If Hunger is LA had such good user feed-back it is maybe because participants need to “stick with it” while they are trying the VR experience. If I Love your Work has an average of 2 to 3 hours of viewing (an amazing result compared to the average 7 minutes we spend on a website) it might be because we have booked the event, we have planned for it, we have valued it as we would value an outing, and so we give it the time it needs to “become” something for us.

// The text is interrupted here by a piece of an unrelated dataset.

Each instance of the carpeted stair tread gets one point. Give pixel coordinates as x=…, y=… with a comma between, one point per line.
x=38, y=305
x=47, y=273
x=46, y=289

Lessons learned at Webdox: i-docs are here to stay, they are becoming more and more complex and they’ll might have to be called something else soon… Interactivity is moving towards more subtle emotional dimensions as the “click here and choose” is not a holistic use of our cognitive functions. New business models will have to think in terms of user attention, rather than just financial montage. What are we offering? Why would this be important to our audiences? What type of dialogue and exchange are we creating? Does this matter and to whom?

And so the audience is back in the front seat… ironic no?

 

Sandra Gaudenzi

(PS: Thanks to Nathalie Goethals, Bert Lesaffer, the MEDIA Desk, the iDROPS team and all the participants for pulling together such a great day!)